Furthermore, for peacebuilding with a territorial approach, it is worth rethinking this financing or at least reviewing the contractual objects and establishing clear limitations on actions: in no case can the use of weapons and intimidation be directed against the civilian population, much less against mobilizations that seek to protect collective rights and traditional forms of subsistence in the territories.
An example that allows to understand the complications generated by the privatization of the public force in terms of violation of rights, was given in the prior consultation with the Black communities in the north of Cauca affected by the Salvajina dam, the land where Vice President Francia Márquez was born.
There, EPSA belatedly acknowledged that it had financed the battalion operating in its facilities, but refrained from acknowledging the impacts.

The case of the El Quimbo hydroelectric project allows us to appreciate another effect of these alliances, since the base of BAEEV #12 José María Tello, which houses 1,200 soldiers, was built in front of this project in the Amazon Forest Reserve [1].
If, in addition, the above analysis overlaps with that of extrajudicial executions, the situation becomes even more complex. In the case of Antioquia between 2000 and 2006 there were 747 military personnel under investigation who were part of the Coronel Atanasio Girardot, Coronel Jorge Eduardo Sánchez Rodríguez and General Pedro Nel Ospina battalions; in Casanare 146 extrajudicial executions were the responsibility of the 16th Brigade, which has received more than 209,400 million pesos, via cooperation agreements with companies such as: Ecopetrol, BP, Emerald, Equion, Pacific Rubiales, Petrobras and Petrominerales, among others. To this list must we have to add the drama of forced displacements caused by the public forces paid by companies, an issue that is being investigated by the Attorney General’s Office.

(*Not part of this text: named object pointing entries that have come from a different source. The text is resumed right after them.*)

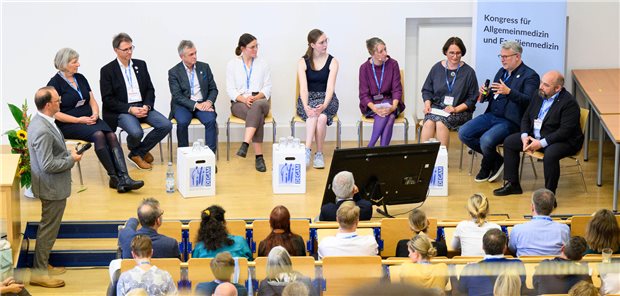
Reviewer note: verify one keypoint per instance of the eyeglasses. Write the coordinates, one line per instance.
(505, 57)
(127, 49)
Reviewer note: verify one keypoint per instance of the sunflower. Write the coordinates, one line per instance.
(22, 135)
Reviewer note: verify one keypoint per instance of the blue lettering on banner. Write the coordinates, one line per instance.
(437, 178)
(290, 174)
(200, 176)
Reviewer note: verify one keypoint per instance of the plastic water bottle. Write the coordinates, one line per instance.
(170, 179)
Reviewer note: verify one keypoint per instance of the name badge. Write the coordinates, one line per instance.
(537, 124)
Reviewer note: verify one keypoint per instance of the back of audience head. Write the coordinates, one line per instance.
(348, 215)
(343, 185)
(542, 201)
(213, 232)
(421, 248)
(225, 289)
(494, 242)
(574, 248)
(223, 266)
(418, 221)
(603, 231)
(149, 212)
(295, 288)
(278, 262)
(508, 283)
(478, 208)
(141, 246)
(583, 288)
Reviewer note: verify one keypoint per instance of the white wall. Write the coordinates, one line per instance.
(33, 32)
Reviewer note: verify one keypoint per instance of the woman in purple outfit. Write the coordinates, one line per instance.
(380, 91)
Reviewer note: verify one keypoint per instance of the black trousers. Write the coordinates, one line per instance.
(553, 153)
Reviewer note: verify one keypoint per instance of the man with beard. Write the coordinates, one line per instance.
(550, 125)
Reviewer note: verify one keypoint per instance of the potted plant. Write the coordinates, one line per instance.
(18, 139)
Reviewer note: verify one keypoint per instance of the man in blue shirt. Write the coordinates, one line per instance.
(479, 278)
(550, 125)
(541, 236)
(508, 96)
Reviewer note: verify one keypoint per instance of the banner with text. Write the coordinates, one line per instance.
(540, 27)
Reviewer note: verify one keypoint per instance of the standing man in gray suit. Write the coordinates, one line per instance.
(193, 93)
(51, 165)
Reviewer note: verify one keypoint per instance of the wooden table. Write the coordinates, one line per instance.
(10, 219)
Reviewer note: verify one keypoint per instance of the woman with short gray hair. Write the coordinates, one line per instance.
(79, 119)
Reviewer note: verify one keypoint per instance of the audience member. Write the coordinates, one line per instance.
(479, 278)
(281, 235)
(347, 242)
(420, 272)
(450, 86)
(541, 236)
(558, 275)
(419, 224)
(280, 273)
(213, 237)
(128, 99)
(145, 275)
(193, 92)
(343, 186)
(380, 99)
(468, 234)
(583, 288)
(248, 84)
(317, 103)
(603, 232)
(79, 119)
(222, 267)
(508, 283)
(508, 97)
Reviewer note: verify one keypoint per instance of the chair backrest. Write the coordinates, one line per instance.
(344, 273)
(395, 229)
(199, 271)
(301, 264)
(171, 265)
(261, 229)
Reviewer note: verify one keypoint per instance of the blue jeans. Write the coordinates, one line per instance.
(131, 124)
(483, 134)
(184, 117)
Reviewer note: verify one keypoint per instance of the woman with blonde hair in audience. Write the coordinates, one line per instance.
(603, 232)
(280, 273)
(213, 237)
(420, 272)
(419, 223)
(281, 235)
(468, 234)
(508, 283)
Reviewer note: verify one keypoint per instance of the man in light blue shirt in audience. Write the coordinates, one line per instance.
(541, 236)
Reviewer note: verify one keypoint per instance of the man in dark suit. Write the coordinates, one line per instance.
(193, 93)
(345, 189)
(551, 125)
(51, 164)
(513, 86)
(129, 99)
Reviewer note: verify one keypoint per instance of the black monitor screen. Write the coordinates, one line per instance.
(398, 174)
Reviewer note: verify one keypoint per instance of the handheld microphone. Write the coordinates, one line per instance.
(84, 148)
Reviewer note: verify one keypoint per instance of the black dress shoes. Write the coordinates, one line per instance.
(508, 189)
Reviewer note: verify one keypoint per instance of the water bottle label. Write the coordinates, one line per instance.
(200, 177)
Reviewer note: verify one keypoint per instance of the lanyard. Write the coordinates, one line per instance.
(374, 73)
(247, 75)
(451, 84)
(77, 86)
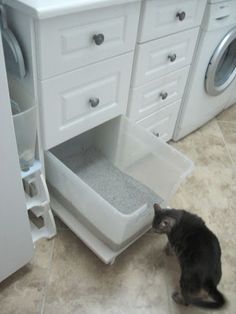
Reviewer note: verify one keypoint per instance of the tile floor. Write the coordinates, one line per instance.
(66, 277)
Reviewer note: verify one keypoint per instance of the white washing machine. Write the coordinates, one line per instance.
(212, 79)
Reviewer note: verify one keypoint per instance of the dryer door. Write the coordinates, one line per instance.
(221, 70)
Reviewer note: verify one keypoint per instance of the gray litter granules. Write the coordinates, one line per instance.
(119, 189)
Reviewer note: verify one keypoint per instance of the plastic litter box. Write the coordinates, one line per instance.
(104, 183)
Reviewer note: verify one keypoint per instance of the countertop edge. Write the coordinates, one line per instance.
(62, 9)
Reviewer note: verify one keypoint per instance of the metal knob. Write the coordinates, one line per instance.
(94, 102)
(157, 134)
(98, 39)
(181, 15)
(172, 57)
(163, 95)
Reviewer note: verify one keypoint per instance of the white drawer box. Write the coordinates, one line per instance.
(162, 56)
(164, 17)
(162, 122)
(153, 96)
(103, 209)
(67, 42)
(77, 101)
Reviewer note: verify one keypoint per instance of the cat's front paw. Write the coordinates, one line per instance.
(178, 298)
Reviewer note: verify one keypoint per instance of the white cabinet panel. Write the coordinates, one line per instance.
(16, 247)
(162, 122)
(164, 17)
(159, 93)
(77, 101)
(71, 41)
(162, 56)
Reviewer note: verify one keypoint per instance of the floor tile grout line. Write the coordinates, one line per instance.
(47, 279)
(226, 146)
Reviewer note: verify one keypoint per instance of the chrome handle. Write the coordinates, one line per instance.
(98, 39)
(163, 95)
(157, 134)
(181, 15)
(94, 102)
(172, 57)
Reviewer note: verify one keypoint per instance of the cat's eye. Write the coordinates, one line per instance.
(164, 223)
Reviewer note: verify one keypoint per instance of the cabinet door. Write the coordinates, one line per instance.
(164, 17)
(16, 247)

The problem is not about the surveillance of energy infrastructures. The problem is that the public force does it through secret contracts signed with extraction and energy companies, a situation where compliance with contractual obligations leads to the violation of human and constitutional rights of communities that mobilize against the affectation of collective rights such as a healthy environment, the right to work, to freedom, to information, etc.
In 2015, Senator Cepeda also denounced in the aforementioned hearing, that at least six transnational companies have their own battalion and part of their private operations are being paid with national resources. This is an issue that should have relevance in the Special Treaty on Business and Human Rights that is currently being discussed at the United Nations to address the responsibility of companies in the face of human rights violations.
Faced with this situation, it is worth asking, what will Petro do in the face of the privatization of the public force? Who will take care of the people if he does not have enough money to establish a cooperation agreement? A total disfigurement of the social rule of law.